Never in all the world were there such great and mighty men as the Adites. Each of them was twelve cubits high, and they were so strong that if any of them stamped on the ground he sank up to his knees.
The Adites raised great monuments in the land which they inhabited. Wherever these Cyclopean edifices exist, they are called by the Arabs the constructions of the Adites.
God ordered the prophet Hud (Eber) to go to the Adites and preach to them the One true God, and turn them from idolatry. But the Adites would not hearken to his words, and when he offered them the promises of God, they said, “What better dwellings can He give us than those which we have made?” And when he spoke to them of God’s threatenings, they mocked and said, “Who can resist us who are so strong?”
For fifty years did the prophet Hud speak to the Adites, and their reply to his exhortations is preserved in the Koran, “O Hud, you produce no evidence of what you advance; we will not abandon our gods because of your preaching. We mistrust your mission. We believe that one of our gods bears a hatred against you.”
Hud replied, “I take God to witness, and you also be witnesses, that I am innocent of your polytheism.”[270]
The words of the Adites, “We believe that one of our gods bears a hatred against thee,” signified that they believed one of their gods had driven him mad.

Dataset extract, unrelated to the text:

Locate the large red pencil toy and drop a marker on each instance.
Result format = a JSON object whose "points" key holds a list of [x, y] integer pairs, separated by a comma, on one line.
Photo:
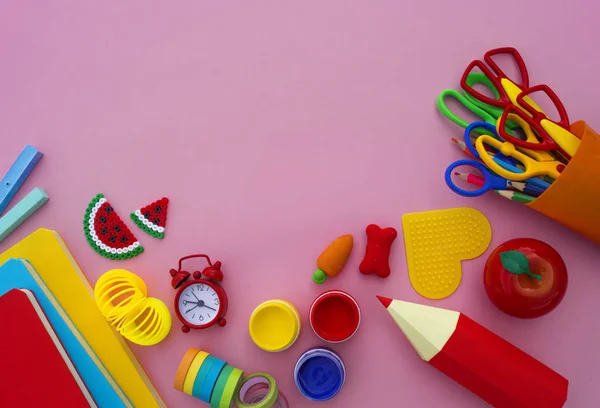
{"points": [[479, 360]]}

During the fifty years that Hud’s mission lasted, the Adites believed neither in God nor in the prophet, with the exception of a very few, who believed in secret.
At the end of that time God withheld the rain from heaven, and afflicted the Adites with drought. All the cattle of Ad died, and the Adites fainted for lack of water. For three years no rain fell.
Hud said to the Adites, “Believe in God, and He will give you rain.”
They replied, “Thou art mad.” But they choose three men to send to Mecca with victims; for the infidels believe in the sanctity of Mecca, though they believe not in the One true God.